Open thevirtuoso1973 opened 2 years ago
TODO: solve the problem assuming without string_concat
first.
TODO: check expression for upper bound of max depth from page 111 of logic programming/databases. It may be a good enough estimate.
So it seems like we could use predicateCount * numConstants^maxArity
.
Although we should probably modify their expression to account for string_concat
, even if we assume stratified strings. In particular, assuming we do not allow lengthening strings, numConstants
should include every possible substring of every constant.
Oh and this should only be computed on queries, not programs, due to ungrounded facts.
Why do we assume that we do not allow lengthening strings?
I thought that was a consequence of our (future) string stratification rules, but I have not actually read it so perhaps not.
Is there any existing literature on stratification semantics for strings? e.g. the stratification restriction defined here http://webdam.inria.fr/Alice/pdfs/Chapter-15.pdf seems to just be an ordering to interpret a Datalog program, so I'm not sure how that relates to string concat.
The consequence of stratification is that we can apply string_concat up to a fixed number of times along each execution path, which depends on the structure of the program, but not on the input.
Another thing about this constant from the book is that it is has theoretical purpose, but in practice it is might be too high to actually be able to explore a tree of that height, according to what Pavle told me.
The paper that discusses stratified construction is this one:
Sequences, Datalog, and Transducers Anthony Bonnera, Giansalvatore Mecca
in practice it is might be too high to actually be able to explore a tree of that height
Hmm yes this is quite likely. The expression will likely lead to an intractable number for my OpenJDK Modusfile, for example.
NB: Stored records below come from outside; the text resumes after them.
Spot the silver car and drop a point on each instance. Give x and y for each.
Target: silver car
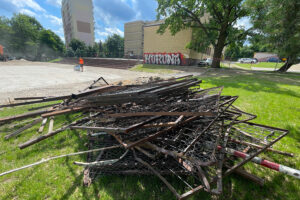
(205, 62)
(247, 60)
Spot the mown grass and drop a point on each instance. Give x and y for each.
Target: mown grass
(260, 65)
(55, 60)
(273, 97)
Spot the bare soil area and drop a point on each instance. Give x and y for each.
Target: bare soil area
(24, 78)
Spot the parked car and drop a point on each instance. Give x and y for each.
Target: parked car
(205, 62)
(273, 59)
(247, 60)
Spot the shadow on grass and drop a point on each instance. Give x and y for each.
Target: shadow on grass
(253, 83)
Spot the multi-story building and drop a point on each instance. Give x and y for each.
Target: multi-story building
(143, 41)
(78, 20)
(134, 39)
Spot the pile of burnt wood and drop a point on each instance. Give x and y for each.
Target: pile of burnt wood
(168, 128)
There may be a better version, e.g. using each predicate's actual arity instead of maxArity
, but I will need to investigate.
There are queries/programs one could construct that should work[^1], but would exceed some fixed maximum depth.
[^1]: Of course, there are also programs which are fully recursive
foo :- foo.
and would always be infinite.There may be a way to dynamically determine the maximum depth, given a program.
An ideal value for the maximum depth would be the number of possible facts that can be inferred from a program. This is because paths in an SLD tree correspond to a proof, where every intermediate node proves a (sub)goal that's required to prove the desired goal. Therefore the depth of a path cannot exceed the number of possible facts that can be inferred from a program. Of course in Modus we have ungrounded facts so there are infinite possible facts that can be inferred from programs, so we will consider queries instead.
So I think we should use an expression like
predicateCount * numConstants^maxArity
to approximate the number of facts that can be inferred from a query.Alternative approach that I was previously considering is below:
Some kind of bottom-up evaluation which levies the maximum chain of expansion may work, e.g for:
something like:
(foo, 1)
then(bar, 2)
.Although one issue with the bottom-up approach is infinite number of producible facts (due to
string_concat
), e.g.:And also we would have to address that we have ungrounded facts.